GateHouse — Welp, late last week the President went on TV and mixed up a “Star Wars” and “Star Trek” things, and then the Internet died, keeled over, that very second, as if millions of voices suddenly cried out in terror and were suddenly silenced. Obviously we’re still hashing out whether this was a negative or a positive.

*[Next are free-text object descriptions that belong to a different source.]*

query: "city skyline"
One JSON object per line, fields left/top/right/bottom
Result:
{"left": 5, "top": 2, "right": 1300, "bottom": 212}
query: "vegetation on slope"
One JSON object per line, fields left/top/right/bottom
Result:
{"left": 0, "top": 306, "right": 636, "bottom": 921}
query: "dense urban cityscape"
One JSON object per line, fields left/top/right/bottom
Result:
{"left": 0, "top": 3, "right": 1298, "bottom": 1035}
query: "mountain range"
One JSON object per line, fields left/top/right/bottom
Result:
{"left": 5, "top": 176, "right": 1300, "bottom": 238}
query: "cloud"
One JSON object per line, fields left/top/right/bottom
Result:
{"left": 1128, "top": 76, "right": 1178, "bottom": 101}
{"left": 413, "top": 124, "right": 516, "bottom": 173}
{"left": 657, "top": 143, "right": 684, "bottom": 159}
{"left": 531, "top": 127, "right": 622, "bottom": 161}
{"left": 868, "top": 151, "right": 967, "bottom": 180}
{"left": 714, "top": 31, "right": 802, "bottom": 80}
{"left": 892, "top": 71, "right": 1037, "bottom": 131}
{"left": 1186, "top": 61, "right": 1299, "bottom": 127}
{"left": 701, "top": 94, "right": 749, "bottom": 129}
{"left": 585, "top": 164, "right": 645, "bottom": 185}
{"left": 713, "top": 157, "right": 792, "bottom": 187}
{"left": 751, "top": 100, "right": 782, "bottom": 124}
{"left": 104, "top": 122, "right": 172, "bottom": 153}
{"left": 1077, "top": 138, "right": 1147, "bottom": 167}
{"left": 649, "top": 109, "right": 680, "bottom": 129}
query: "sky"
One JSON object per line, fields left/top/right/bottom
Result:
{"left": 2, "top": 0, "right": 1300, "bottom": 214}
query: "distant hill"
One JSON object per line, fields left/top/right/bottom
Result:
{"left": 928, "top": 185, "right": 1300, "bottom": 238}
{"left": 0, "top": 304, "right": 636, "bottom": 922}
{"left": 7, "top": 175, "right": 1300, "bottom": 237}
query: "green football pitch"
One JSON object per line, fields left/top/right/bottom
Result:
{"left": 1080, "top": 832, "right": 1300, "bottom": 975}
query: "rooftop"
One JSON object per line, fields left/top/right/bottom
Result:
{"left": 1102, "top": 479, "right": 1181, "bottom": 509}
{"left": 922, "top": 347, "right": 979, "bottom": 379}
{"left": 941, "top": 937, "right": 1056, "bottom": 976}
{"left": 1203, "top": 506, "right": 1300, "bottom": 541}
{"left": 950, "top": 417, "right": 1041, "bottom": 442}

First things first: Here is what Obama said, and I warn you that if you thought his swearing on a fake Muslim Bible in his first inauguration was bad, the following may actually give you appendicitis: In a press conference about something having to do with a 400-year-long slap-fight with a sobbing John Boehner and those angry hobgoblins who work for the government who also hate the government, Obama started talking about science fiction movies, exactly all of which are more likely than a reality in which a theoretically functional government elects to install a land mine in its own front yard, then wakes up one morning and waddles right out on top of it. (That’s right: ALL sci-fi movies. “Lawnmower Man?” MORE LIKELY. “Spaceballs?” CONSIDERABLY MORE LIKELY. “The Running Man?” I’M PRETTY SURE WE HAVE THAT ALREADY.)
Obama, out loud, said the following:
“I’m presenting a fair deal, the fact that they don’t take it means that I should somehow, you know, do a Jedi mind meld with these folks and convince them to do what’s right.”
For those of you who learned to unclasp a girl’s bra before the age of 27, this is a GRIEVOUS AND GHASTLY ERROR, on the order of that time he meant to write “Socialist” on his presidential paperwork and wrote “Democrat” instead, one that CONFUSES the “Star Wars” Jedi mind trick, most famously used by Obi-Wan Kenobi in order to get the galaxy’s most wanted teenager past the desert-planet equivalent of mall security, and the “Star Trek” mind meld, which is when Spock touches your brain and learns your bank passwords.